Kelly, Goldschmidt Deal Help Stabilize D-backs’ Future

By Carson Field

It’s only fitting that the Arizona Diamondbacks’ season winds down against the St. Louis Cardinals this week at Chase Field. 

Nearly all the buzz surrounding both teams’ respective offseasons regarded one move: the shipping of Paul Goldschmidt to the Cards for Carson Kelly, Luke Weaver, Andy Young and a draft pick. That trade, processed in December 2018, commenced a litany of intriguing MLB headlines leading up to the 2019 season. 

Now, almost 10 months later, the cross-league adversaries are facing off for each team’s second-to-last series of the regular season. In the first of this three-game set Monday night, St. Louis earned a 9-7 victory, officially eliminating Arizona from playoff contention.

Purely based on numbers, it would be easy for one to say the Cardinals “won” the trade. Goldschmidt has been electric as usual, crushing 32 home runs in 574 at-bats. Also, unlike the D-backs, St. Louis will still be playing in a week’s time. 

Though the trade meant the departure of Goldschmidt — an elite infielder — Arizona manager Torey Lovullo stressed how this trade sets the team up well for the future. 

“I think that we’re very fortunate that we’re going to be able to dig in with them for the next several years and help lead us to a championship,” Lovullo said. “I believe they’re championship players.”

No, the D-backs won’t be playing postseason baseball. After winning 11 of 12 earlier this month, they went on a six-game skid, crushing their hopes of playing in October. 

However, considering the team’s low expectations entering 2019, this season has been far from a disaster. Sure, the recent skid is disheartening to fans hoping the team would slip into the Wild Card spot. But Arizona, which currently sits second in the NL West and 80-77 overall, has shown promise as a young ball club. 

A lot of this can be traced to Kelly. The 25-year-old catcher is batting .246 and has logged 18 home runs this season. 

This production, however, didn’t come from the jump. In the months of March and April, Kelly batted below .200 and struck out 13 times. 

Focusing on defense and letting the offense come later was crucial to his development.

“We told him to put his offense to the side from an offensive standpoint for the first several weeks in the season,” Lovullo said. “It was a little bit of a frustration.”

As the season progressed however, so did Kelly’s comfortability at the plate. He hit 14 home runs from the beginning of May to the end of July and batted above .250 in each of those months. 

Along with his hike in efficiency at the plate, Kelly has also posted a respectable .990 fielding percentage. According to Lovullo, Kelly’s multifaceted skill set makes him particularly valuable. 
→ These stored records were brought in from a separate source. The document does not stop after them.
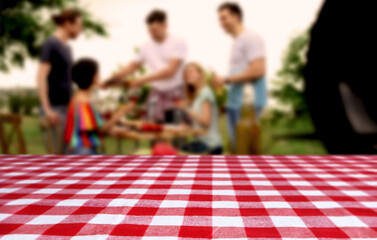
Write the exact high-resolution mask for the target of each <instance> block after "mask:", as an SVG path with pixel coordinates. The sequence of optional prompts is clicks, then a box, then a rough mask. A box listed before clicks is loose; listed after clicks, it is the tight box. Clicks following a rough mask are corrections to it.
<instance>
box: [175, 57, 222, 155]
mask: <svg viewBox="0 0 377 240" xmlns="http://www.w3.org/2000/svg"><path fill="white" fill-rule="evenodd" d="M183 74H184V76H183V77H184V81H185V89H186V99H187V100H186V102H178V103H177V106H178V107H179V108H181V109H182V110H183V111H185V112H186V113H187V115H188V116H189V118H190V119H191V120H192V122H193V126H194V127H196V128H202V129H205V130H207V134H205V135H203V136H198V137H197V138H196V139H195V141H193V142H190V143H188V144H187V145H185V146H184V147H183V150H184V151H187V152H192V153H207V154H211V155H213V154H222V152H223V147H222V141H221V136H220V133H219V123H218V121H219V111H218V107H217V104H216V100H215V96H214V94H213V92H212V90H211V88H210V87H209V86H208V85H207V83H206V79H205V73H204V70H203V68H202V67H201V66H200V65H199V64H196V63H190V64H188V65H187V66H186V67H185V69H184V73H183Z"/></svg>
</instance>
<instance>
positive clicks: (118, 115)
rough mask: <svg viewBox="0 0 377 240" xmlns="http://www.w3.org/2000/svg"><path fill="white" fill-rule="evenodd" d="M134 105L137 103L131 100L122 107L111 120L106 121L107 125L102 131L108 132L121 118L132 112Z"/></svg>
mask: <svg viewBox="0 0 377 240" xmlns="http://www.w3.org/2000/svg"><path fill="white" fill-rule="evenodd" d="M134 107H135V103H132V102H130V103H128V104H127V105H125V106H123V107H122V108H120V109H119V110H118V111H117V112H116V113H115V114H114V116H113V117H112V118H111V119H110V120H109V121H107V122H106V124H105V126H103V128H102V129H101V131H103V132H108V131H109V130H110V129H111V127H113V126H114V125H115V124H116V123H117V122H118V121H119V119H121V118H122V117H123V116H124V115H125V114H127V113H128V112H130V111H131V110H132V109H133V108H134Z"/></svg>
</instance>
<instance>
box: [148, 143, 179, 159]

“Carson really anchors a position that’s very difficult at the major-league level to combine the offensive and defensive characteristics of a championship player,” Lovullo said. “I think he’s going to be a very good player for us for a very long time.”

The other piece of that trade who started the year on the D-backs’ opening-day roster, pitcher Luke Weaver, spent the majority of the season on the injured list. He injured his forearm in late May, sidelining him until the tail end of the season. 

On Sept. 21, Weaver pitched for the first time since the injury, throwing two perfect innings in Arizona’s 4-2 win over San Diego. 

It is still uncertain whether or not Weaver will start again this season. Nevertheless, Lovullo said he’s excited for the 26-year-old arm’s continued development. 

“He’s going to get better and better each day with how many pitches he throws,” Lovullo said. “It’s a very live fastball that’s gonna continue to get better. He’s going to get some more strikes, and he’s going to get back on the mound and win some baseball games for us.”

But not all of the return on investment from this blockbuster deal currently resides in the big leagues. One of Arizona’s top prospects — second baseman Andy Young — has shown proficiency at the minor-league level this year, batting .280 and .260 in Triple-A Reno and Double-A Jackson, respectively. 

A 25-year-old slugger, Young has still never appeared in an MLB game. But his time is coming soon. 

“We’re going to see him in a very short time,” Lovullo said. 

As for Goldschmidt, he’s also making the most of his new setting. Despite not being selected to the All-Star Game for the first time since 2012, he is still a key component on a team just two games away from clinching its division. 

For a player looking to win now, like Goldschmidt, the move was necessary. Even before his arrival, St. Louis had the needed pieces to compete for a World Series. 

Though Goldschmidt’s days with the “Snakes” are now long gone, there is no bad blood between him and the team. In fact, he treasures his eight seasons in the valley.

“I’m just appreciative of this organization, my time here,” Goldschmidt said. 

At the end of the day, both teams got what they needed. St. Louis received a superstar to bolster its already-stacked roster. Arizona added to a deep organization loaded with up-and-coming talent — one that should become a persistent contender in a few years.

“Between those two guys and Andy Young, we feel very fortunate about all three guys,” Lovullo said.